I thought this bit of information was worth passing on...
From Ed Slott's IRA Newsletter:
"If you are the beneficiary of a deceased IRA owner, you have to begin taking required minimum distributions (RMDs). In some cases, there is an RMD you must take in the year the IRA owner dies.
The required beginning date (RBD) for the IRA owner to have started taking their RMD is April 1 after the year they turned age 70 1/2. If the IRA owner died before their RBD, there is no year of death RMD. If the IRA owner died after the RBD, there may be an RMD that you as their beneficiary have to take that year.
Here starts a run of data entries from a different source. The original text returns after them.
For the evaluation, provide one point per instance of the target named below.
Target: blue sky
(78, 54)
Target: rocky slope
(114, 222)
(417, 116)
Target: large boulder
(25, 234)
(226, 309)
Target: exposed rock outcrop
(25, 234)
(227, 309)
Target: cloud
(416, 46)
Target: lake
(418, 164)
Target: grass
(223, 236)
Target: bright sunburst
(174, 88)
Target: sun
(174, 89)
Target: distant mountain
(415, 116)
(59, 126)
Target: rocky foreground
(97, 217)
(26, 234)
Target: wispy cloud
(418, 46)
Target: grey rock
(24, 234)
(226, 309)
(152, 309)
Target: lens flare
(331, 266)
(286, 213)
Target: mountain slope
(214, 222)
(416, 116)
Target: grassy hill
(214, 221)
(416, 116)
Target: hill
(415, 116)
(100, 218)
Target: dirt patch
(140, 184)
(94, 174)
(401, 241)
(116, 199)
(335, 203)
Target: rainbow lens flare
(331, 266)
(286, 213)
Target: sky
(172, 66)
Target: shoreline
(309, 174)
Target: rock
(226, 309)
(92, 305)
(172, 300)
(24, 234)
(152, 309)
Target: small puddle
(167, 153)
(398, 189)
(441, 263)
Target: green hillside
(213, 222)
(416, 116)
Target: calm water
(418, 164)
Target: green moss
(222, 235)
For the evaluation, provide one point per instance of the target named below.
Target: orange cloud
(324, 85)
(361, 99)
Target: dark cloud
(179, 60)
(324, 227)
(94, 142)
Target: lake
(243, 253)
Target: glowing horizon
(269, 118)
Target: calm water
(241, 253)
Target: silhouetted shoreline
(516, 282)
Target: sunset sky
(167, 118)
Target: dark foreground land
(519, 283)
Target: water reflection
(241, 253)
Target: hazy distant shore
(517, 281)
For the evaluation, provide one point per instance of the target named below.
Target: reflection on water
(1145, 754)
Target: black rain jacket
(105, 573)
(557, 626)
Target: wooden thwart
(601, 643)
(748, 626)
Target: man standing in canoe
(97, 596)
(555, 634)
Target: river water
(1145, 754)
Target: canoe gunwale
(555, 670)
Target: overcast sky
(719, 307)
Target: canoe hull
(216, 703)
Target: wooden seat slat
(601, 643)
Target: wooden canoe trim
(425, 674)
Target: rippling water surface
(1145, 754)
Basically, when the IRA owner dies on or after that April 1 RBD, he was in pay status and should have been taking RMDs. In the year that he died, first check to see if he took his/her total annual RMD amount before death. If he/she did, you don't have to take a distribution for that year. If he/she didn't, then you as the beneficiary have to take that unpaid RMD amount.
The custodian should calculate his unpaid RMD amount in the year he died based on the age he would have been that year if he hadn't died. It's very common that there is an unpaid RMD for the IRA owner's year of death for several reasons. First, he/she may have waited until the end of the year to take the full RMD amount, or maybe he/she was taking the RMD on a monthly basis. Regardless, you are responsible.
The RMD will be taxable to you as his/her IRA beneficiary in the year you receive it. It's not taxable to him/her or his/her estate. If you, as the benefi ciary, don't take the unpaid year of death RMD, you are subject to a 50%, yes 5-0, penalty on the shortfall. This is an important and perhaps costly issue."
Comments
Hi Max,
Here's something quickly found after a search. It has a calculator that you might find helpful. There's a difference if you are a spouse vs. non-spouse as Investor mentioned. Roth IRAs follow different rules.
Inherited IRA Calculator
1) You use Table 1 - Single Life Expectancy - instead of the usual Table 3 (Uniform Life).
2) You only look up the beneficiary's lifetime once. For your own (not inherited) IRA, you look up your lifetime each year (it drops less than one year for each extra year you live). But for an inherited IRA, you decrease your life expectancy by one each year. For example, if you inherit an IRA at age 55, Table 1 says your life expectancy is 29.6. So you'd divide the IRA by 29.6 for the RMD. Next year, you'd divide by 28.6, and so on, until you get to a denominator of 1 (or less); that year you close the IRA.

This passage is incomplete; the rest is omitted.